Marathon’s is the only oil refinery in Michigan, sited in 48217, the most contaminated zip code in the state. Marathon recently announced a $2.2 billion expansion of the facility to accommodate the tar sands crude that will be flowing from the strip mines of Canada’s boreal forests to southeast Michigan. Tar sands, which are basically dirt with particles of tar in it, is one of the dirtiest and least efficient ways of getting oil. Huge expanses of forest in Canada have been removed- often too quickly for logging companies to use for wood-and hundreds of thousands more acres are in danger. This method produces 33 to 40% more greenhouse gases, and a single barrel (one eighth of a ton of oil) takes two tons of dirt and up to 4.5 barrels of water to produce.
The project will increase their refining capacity to 400,000 gallons of transportation fuel per day and create 135 new jobs, an insubstantial number for a city as big as Detroit, especially in light of the many health detriments caused by the refinery and its consistently low percentages of Detroit employees. For the low-income, mostly African American residents of 48217, the expansion represents yet another example of their community being forgotten, their bodies exposed to a pervasive toxicity while industry and the state look the other way. “Cancer has swept through this neighborhood, and it’s still alive and well,” Charles Stokes explained on one tour. “As we try to move away from fossil fuels, it seems like corporations like Marathon Oil are digging in.”
Detroit Wastewater Treatment Plant
9300 West Jefferson Ave.
The Detroit Wastewater Treatment Plant is the largest single site wastewater treatment facility in the United States, serving four million people in southeast Michigan. First constructed in the 1930s, the plant was designed to receive flows from a large area; wastewater is collected in 28,500 miles of sewer pipe in Detroit and surrounding suburbs. Neighbors’ major complaint is that the plant burns sludge rather than composting it and that there is a noxious smell of sulfur surrounding the facility.
More than 25 percent of all merchandise trade between the U.S. and Canada passes over Ambassador Bridge, making it the busiest border crossing in North America and a major source of air pollution. The bridge is owned by the Detroit International Bridge Co., which is controlled by billionaire Manuel “Matty” Moroun of Grosse Point. A 2004 Border Transportation Partnership study showed that the border crossing is the source of 150,000 jobs and $13 billion in annual production.
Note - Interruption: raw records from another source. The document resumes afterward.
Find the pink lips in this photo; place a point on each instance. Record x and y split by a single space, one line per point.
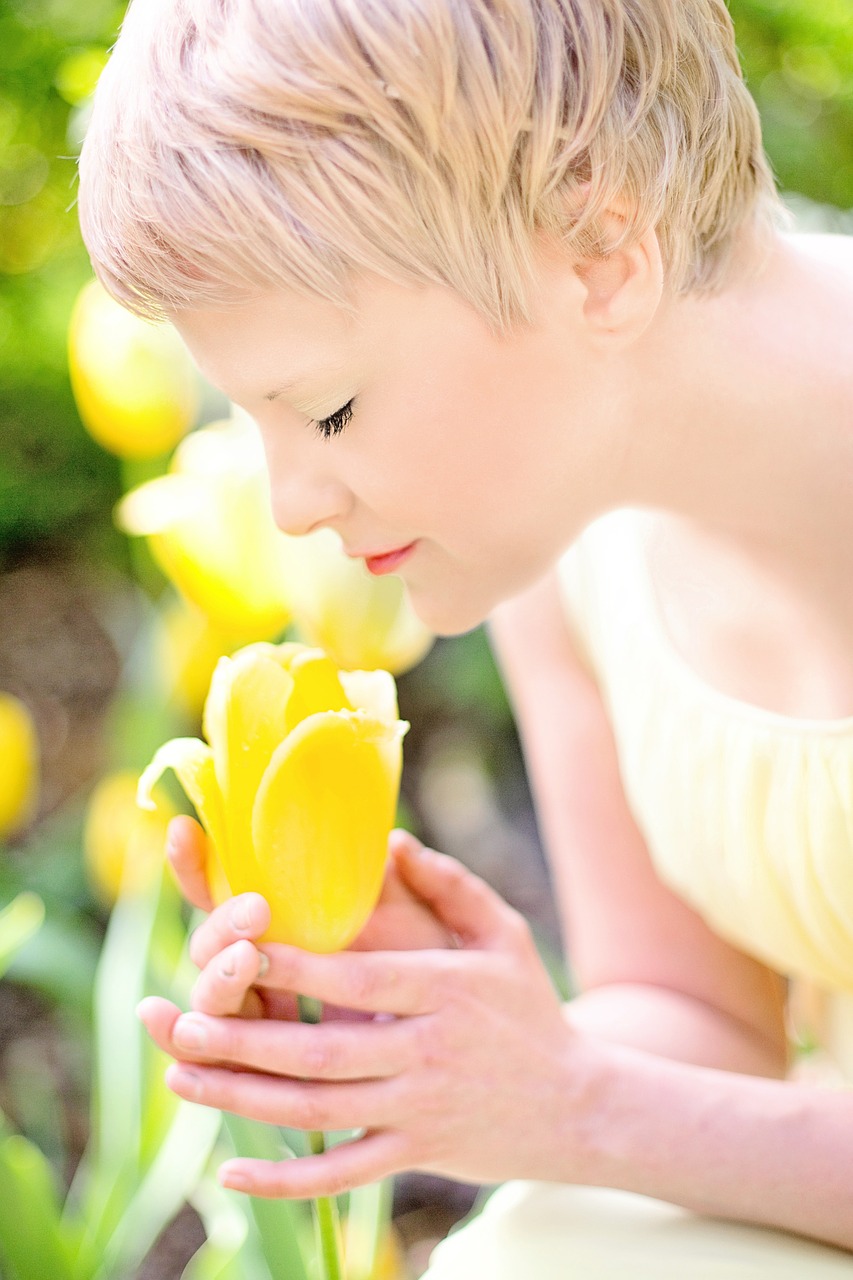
388 561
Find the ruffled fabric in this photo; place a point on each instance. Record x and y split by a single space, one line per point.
747 813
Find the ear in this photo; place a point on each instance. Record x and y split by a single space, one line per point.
623 289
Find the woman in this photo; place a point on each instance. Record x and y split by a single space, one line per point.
505 288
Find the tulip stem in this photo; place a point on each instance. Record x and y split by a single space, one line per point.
325 1207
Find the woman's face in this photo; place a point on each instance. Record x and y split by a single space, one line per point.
477 453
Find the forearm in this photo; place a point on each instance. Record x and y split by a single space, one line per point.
725 1144
675 1025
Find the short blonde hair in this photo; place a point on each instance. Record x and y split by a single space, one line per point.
238 145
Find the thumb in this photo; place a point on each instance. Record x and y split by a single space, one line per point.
464 903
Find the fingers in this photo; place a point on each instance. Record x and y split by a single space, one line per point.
187 855
327 1051
224 986
243 917
378 982
351 1164
464 903
290 1104
159 1016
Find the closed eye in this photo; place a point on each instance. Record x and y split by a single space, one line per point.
334 423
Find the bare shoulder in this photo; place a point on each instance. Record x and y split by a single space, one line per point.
834 250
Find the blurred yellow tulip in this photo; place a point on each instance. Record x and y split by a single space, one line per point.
360 621
210 528
19 766
296 787
187 649
135 384
123 845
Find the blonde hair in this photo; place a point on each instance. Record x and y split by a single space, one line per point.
238 145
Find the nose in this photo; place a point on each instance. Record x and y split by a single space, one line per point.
304 503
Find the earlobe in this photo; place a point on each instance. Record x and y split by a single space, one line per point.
623 289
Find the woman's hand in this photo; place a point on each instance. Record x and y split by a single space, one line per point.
466 1066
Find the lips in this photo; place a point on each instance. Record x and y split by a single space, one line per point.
386 562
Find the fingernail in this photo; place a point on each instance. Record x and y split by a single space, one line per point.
241 915
188 1033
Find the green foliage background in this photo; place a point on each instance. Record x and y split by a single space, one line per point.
56 488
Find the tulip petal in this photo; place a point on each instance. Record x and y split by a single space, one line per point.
316 688
373 691
245 721
194 764
320 826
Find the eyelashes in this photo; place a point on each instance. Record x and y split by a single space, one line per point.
334 423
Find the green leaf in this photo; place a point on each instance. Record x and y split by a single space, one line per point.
282 1225
232 1249
33 1243
168 1184
366 1224
19 922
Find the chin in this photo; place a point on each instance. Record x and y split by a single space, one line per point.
448 617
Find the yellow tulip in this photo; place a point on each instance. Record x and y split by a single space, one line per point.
296 787
210 528
19 766
187 650
135 384
360 621
122 846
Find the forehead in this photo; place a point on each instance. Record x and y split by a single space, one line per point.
270 342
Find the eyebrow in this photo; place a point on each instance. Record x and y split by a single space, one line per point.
283 389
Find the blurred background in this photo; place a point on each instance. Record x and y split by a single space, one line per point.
100 661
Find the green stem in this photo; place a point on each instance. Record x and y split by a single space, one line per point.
325 1207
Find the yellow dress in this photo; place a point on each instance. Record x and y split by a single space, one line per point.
748 817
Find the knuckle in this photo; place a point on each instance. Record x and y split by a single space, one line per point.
430 1043
337 1183
319 1057
309 1112
361 983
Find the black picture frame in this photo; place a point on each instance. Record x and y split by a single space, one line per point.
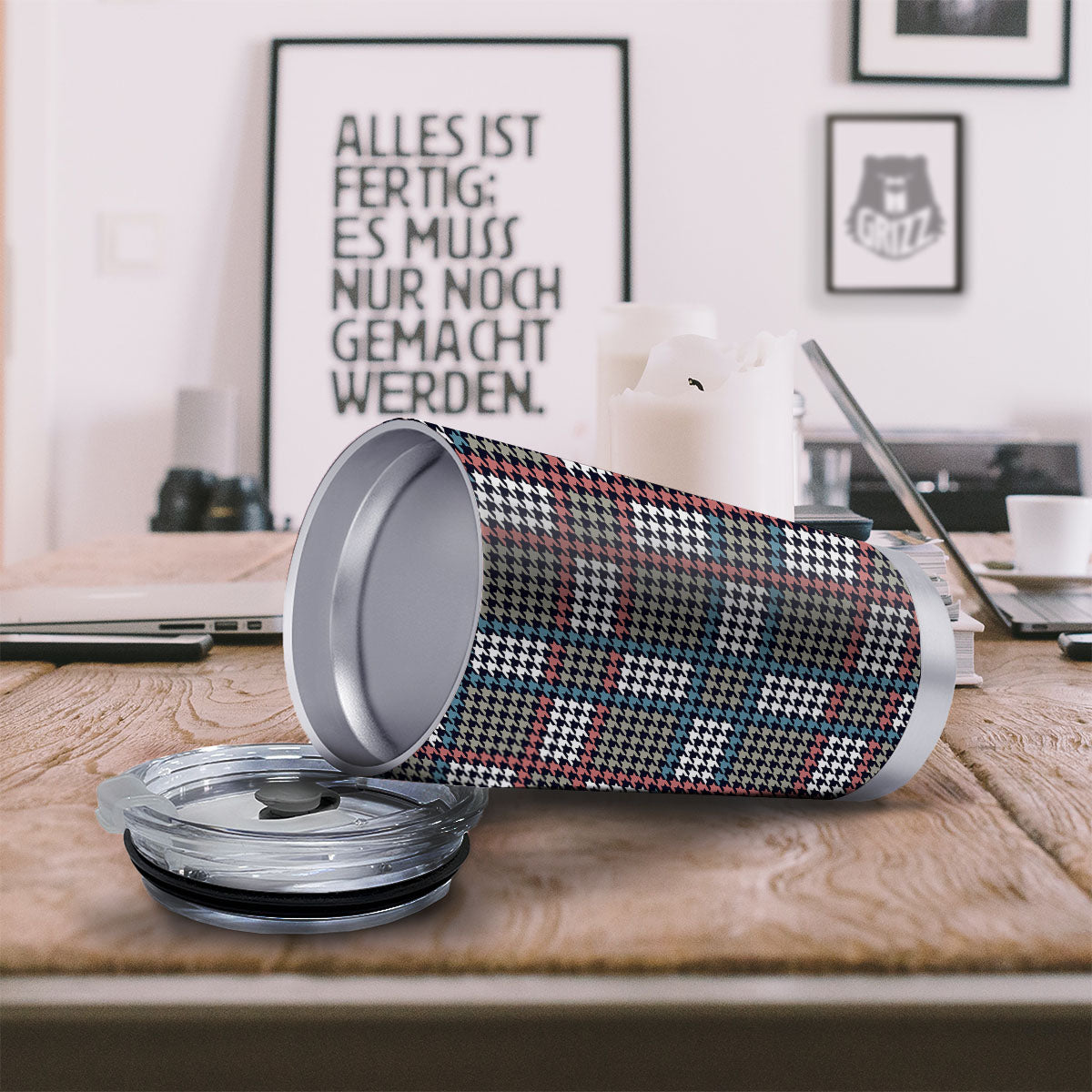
1062 80
956 287
277 45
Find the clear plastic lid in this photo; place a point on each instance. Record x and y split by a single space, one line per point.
278 818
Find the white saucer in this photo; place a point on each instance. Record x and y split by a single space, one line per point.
1036 581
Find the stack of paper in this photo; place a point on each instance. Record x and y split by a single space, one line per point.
933 561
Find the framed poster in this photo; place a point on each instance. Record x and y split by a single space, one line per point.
446 218
961 41
895 202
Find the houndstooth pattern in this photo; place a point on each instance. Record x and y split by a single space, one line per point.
637 638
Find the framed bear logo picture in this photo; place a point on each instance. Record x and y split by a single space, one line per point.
895 203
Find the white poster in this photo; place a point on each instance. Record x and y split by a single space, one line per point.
447 218
895 217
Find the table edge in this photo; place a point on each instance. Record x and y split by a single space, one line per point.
620 992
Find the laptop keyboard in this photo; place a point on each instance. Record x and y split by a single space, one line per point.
1060 607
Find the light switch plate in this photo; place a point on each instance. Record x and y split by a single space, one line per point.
130 243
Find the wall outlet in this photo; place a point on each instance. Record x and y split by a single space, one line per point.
130 243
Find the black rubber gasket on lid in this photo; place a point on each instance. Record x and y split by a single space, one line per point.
290 905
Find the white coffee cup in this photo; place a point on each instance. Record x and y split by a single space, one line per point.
1051 535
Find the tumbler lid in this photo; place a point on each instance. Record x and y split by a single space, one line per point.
273 839
383 595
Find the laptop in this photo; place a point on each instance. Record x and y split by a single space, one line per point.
228 609
1024 614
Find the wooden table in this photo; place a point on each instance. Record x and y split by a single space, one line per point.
938 937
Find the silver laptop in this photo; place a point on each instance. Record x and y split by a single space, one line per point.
229 609
1025 614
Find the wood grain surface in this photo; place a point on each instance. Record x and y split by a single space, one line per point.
980 864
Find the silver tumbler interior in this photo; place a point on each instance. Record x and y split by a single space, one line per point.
383 596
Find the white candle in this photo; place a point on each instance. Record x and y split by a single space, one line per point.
627 333
713 420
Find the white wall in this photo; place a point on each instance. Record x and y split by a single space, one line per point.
158 107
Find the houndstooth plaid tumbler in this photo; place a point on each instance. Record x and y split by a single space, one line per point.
470 612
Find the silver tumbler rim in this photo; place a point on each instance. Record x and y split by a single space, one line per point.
935 688
386 525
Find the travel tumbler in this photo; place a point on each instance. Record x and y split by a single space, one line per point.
470 612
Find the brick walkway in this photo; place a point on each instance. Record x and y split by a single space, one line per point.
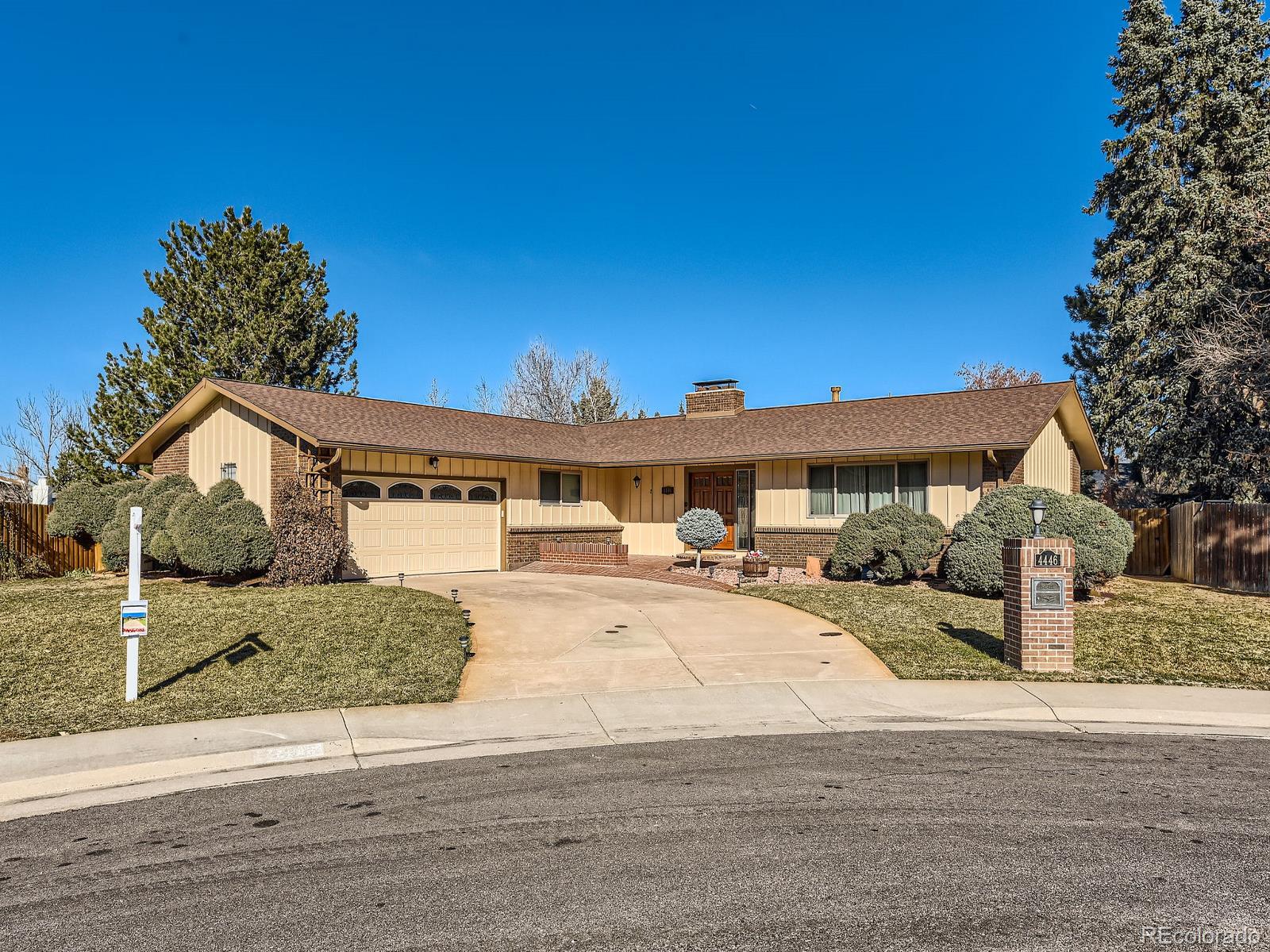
648 568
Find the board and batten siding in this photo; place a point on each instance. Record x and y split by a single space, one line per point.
954 484
522 484
1048 461
226 432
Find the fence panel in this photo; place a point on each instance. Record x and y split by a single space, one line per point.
27 532
1149 555
1222 545
1181 541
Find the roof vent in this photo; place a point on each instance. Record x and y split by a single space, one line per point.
715 397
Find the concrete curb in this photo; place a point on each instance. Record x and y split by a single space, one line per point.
87 770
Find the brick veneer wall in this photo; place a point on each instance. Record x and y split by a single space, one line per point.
791 545
582 552
729 400
173 456
1037 640
283 460
524 541
1010 473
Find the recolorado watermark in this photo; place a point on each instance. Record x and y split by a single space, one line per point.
1202 936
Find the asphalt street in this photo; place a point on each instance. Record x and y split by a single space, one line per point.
941 839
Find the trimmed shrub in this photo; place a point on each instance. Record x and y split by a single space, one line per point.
220 539
700 528
893 541
84 508
309 545
973 562
156 499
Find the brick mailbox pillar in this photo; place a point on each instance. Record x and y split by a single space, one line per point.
1038 589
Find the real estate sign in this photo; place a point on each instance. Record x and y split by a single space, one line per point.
133 617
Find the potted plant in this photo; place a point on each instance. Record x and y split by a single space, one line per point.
755 564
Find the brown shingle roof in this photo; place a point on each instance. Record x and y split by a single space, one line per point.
925 422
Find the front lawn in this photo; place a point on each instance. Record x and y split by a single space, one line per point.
217 651
1156 632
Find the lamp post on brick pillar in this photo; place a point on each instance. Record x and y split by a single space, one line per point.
1038 602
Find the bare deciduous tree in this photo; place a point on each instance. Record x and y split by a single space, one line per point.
36 441
992 376
436 395
486 399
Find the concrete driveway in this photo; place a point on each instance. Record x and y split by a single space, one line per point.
541 635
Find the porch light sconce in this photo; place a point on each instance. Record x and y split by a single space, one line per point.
1038 509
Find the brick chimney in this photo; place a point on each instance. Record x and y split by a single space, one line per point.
715 397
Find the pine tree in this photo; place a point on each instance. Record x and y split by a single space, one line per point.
1193 149
238 300
1134 196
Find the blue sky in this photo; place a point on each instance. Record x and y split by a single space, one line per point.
797 196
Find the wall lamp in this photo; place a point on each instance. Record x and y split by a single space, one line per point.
1038 509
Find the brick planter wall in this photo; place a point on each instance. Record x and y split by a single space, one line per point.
791 545
582 552
524 541
173 457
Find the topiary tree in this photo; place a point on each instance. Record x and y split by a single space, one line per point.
893 541
973 562
84 508
700 528
309 545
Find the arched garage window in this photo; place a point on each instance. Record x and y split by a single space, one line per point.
406 490
361 489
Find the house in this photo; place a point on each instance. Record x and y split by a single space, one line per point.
427 489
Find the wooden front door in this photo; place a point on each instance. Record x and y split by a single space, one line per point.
717 489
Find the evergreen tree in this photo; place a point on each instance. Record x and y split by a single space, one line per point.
1194 149
237 300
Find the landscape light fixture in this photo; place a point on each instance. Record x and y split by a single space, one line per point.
1038 509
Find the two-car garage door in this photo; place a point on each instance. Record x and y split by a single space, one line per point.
422 526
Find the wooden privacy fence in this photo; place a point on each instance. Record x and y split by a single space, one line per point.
1149 555
1221 545
27 533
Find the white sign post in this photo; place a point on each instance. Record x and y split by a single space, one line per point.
135 611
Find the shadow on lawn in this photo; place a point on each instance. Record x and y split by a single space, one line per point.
979 640
239 651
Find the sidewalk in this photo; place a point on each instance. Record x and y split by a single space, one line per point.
106 767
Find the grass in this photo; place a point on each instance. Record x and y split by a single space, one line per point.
1138 631
217 653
However, the 10,000 commercial vehicles that cross the bridge on a typical weekday also emit diesel particulate matter that creates smog and congestion in some of Michigan’s poorest neighborhoods.
where the River Rouge spills into the Detroit River
Originally a marsh-filled peninsula at the mouth of the River Rouge, Zug Island earned its namesake from Samuel Zug, who bought the land in 1836 for a luxurious estate. Zug cut a small canal that connected the River Rouge and the Detroit River, but his family soon found the island to be too damp for their liking and sold the property to industries that proceeded to use it as a dumping ground for decades. Though environmental problems are pervasive and neighbors report numerous cases of asthma and cancer, conditions have improved since the height of ironmaking when Zug was literally “a smoking island.”